Total Potential = (-1.66 V) + (-0.76 V) = -2.42 V

Therefore, the total potential of the series connection is -2.42 volts.

b) To determine the amount of metal plated in the electrolytic cell, we need to know the current and the time of electrolysis. Given that 2.50 g of metal is plated, we need to calculate the number of moles of metal for the corresponding metal and then convert it into grams for the other metal.

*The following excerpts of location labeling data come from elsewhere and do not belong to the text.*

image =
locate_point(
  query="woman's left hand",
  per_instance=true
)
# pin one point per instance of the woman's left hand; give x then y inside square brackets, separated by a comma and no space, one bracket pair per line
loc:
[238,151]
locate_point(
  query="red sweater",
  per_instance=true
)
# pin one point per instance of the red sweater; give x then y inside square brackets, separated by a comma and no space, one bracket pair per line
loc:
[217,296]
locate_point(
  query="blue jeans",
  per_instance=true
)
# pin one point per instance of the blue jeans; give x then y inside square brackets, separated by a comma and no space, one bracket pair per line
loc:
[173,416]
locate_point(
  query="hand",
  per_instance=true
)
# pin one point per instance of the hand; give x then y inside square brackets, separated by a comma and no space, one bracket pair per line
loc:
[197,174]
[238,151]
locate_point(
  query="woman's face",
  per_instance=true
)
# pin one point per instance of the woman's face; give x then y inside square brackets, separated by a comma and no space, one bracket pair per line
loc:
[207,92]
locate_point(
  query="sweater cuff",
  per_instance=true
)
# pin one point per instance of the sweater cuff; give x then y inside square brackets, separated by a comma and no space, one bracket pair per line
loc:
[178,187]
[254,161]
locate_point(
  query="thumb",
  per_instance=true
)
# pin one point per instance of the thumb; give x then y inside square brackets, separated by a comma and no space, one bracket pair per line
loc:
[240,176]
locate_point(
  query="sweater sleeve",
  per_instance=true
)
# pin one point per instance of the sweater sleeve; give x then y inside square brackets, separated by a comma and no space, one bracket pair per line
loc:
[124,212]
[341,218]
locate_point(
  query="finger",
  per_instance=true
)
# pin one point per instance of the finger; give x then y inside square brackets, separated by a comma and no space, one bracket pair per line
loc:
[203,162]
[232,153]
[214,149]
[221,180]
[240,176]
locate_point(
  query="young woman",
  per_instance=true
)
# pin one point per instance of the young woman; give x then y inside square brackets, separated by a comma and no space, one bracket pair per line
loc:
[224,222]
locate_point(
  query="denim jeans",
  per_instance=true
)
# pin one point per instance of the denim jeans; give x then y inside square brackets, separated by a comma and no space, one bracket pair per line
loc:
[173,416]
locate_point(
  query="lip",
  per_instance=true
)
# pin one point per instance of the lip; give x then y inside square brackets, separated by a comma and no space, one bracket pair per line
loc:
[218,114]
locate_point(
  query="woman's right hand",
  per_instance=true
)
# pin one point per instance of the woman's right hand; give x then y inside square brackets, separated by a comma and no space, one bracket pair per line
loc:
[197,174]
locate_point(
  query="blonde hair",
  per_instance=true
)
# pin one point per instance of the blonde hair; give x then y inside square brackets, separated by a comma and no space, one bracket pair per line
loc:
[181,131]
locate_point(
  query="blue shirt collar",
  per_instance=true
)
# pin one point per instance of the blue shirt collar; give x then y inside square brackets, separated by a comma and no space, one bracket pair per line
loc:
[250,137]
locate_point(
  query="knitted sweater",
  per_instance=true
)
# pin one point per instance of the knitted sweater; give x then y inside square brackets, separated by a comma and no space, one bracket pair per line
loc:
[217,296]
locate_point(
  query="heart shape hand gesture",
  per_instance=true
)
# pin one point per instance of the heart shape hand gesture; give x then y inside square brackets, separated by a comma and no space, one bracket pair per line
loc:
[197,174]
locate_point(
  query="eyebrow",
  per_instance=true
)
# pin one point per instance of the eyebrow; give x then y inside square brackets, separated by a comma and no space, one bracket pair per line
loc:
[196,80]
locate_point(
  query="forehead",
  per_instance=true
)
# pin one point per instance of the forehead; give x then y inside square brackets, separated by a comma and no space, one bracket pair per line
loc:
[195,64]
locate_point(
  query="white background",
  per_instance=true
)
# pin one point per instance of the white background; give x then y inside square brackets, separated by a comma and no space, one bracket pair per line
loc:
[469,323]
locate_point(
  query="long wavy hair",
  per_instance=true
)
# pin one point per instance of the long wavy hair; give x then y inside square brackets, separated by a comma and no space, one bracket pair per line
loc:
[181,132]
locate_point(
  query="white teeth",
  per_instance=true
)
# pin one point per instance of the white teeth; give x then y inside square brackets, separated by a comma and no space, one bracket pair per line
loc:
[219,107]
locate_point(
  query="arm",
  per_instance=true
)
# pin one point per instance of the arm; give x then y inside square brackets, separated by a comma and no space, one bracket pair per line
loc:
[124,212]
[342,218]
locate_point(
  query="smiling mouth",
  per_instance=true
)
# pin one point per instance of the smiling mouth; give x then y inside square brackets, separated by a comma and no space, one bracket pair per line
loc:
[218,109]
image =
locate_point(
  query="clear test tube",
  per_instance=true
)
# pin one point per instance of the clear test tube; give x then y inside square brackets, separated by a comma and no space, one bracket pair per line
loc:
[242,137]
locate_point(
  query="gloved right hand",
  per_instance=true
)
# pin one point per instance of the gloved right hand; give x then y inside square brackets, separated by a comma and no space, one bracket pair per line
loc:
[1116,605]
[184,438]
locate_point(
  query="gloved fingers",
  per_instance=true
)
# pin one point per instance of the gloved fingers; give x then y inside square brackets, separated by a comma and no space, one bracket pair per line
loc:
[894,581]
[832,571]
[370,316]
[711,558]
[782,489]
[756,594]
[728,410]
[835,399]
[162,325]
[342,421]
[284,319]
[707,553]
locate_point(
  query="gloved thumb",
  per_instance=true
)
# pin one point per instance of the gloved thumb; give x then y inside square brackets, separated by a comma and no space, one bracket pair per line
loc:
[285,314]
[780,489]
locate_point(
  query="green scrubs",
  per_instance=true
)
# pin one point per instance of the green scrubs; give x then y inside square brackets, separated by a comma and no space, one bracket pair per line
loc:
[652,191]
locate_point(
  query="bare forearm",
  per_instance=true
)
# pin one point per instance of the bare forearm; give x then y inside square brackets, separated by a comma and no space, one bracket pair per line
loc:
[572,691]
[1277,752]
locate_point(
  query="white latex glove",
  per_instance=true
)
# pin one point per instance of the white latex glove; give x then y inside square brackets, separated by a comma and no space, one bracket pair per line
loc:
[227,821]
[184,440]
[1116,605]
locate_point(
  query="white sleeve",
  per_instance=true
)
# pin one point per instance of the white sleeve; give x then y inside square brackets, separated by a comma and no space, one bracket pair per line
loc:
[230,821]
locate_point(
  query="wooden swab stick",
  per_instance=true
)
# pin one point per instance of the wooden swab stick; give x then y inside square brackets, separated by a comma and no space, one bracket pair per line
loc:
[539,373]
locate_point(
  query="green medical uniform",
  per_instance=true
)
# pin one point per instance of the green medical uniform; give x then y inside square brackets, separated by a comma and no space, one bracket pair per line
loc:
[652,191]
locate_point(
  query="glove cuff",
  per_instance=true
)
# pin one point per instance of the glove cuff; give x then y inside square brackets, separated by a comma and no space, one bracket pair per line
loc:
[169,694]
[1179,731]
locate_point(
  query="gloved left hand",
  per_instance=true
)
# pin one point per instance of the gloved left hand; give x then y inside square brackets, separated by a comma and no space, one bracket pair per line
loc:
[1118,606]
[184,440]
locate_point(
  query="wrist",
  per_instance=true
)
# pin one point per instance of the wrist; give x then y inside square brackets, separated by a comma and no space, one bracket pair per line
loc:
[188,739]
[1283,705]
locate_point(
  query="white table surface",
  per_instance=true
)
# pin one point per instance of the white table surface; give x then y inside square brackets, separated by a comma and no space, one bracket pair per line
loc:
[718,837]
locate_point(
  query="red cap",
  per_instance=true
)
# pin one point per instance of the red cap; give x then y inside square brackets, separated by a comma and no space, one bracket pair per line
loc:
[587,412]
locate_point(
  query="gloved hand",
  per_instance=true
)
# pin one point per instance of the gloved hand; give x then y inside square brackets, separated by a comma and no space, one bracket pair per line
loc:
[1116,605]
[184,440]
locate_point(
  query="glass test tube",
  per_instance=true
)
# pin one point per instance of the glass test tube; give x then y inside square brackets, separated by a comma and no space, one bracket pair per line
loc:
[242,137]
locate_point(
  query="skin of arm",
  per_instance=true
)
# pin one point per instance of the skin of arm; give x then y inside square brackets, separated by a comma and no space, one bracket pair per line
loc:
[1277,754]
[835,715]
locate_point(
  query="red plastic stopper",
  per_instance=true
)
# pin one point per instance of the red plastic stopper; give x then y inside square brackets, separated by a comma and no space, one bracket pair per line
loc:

Let's assume that the current is expressed in amperes (A) and the time of electrolysis is given in seconds (s).

- Determine the number of moles of the metal that has been plated by Al-Ag cell:
molar mass of Ag = 107.87 g/mol
moles of Ag = mass of Ag plated / molar mass of Ag
= 2.50 g / 107.87 g/mol

- Convert the moles of Ag plated into moles of the other metal (Ni) using the stoichiometry:
From the balanced equation for the cell reaction: Al + Ag⁺ → Al³⁺ + Ag
1 mole of Ag is equivalent to 1 mole of Al (1:1 ratio).

- Convert the moles of Ni into grams of Ni:
molar mass of Ni = 58.69 g/mol
mass of Ni plated = moles of Ni * molar mass of Ni

By following these steps, you can calculate the amount of metal plated in the electrolytic cell.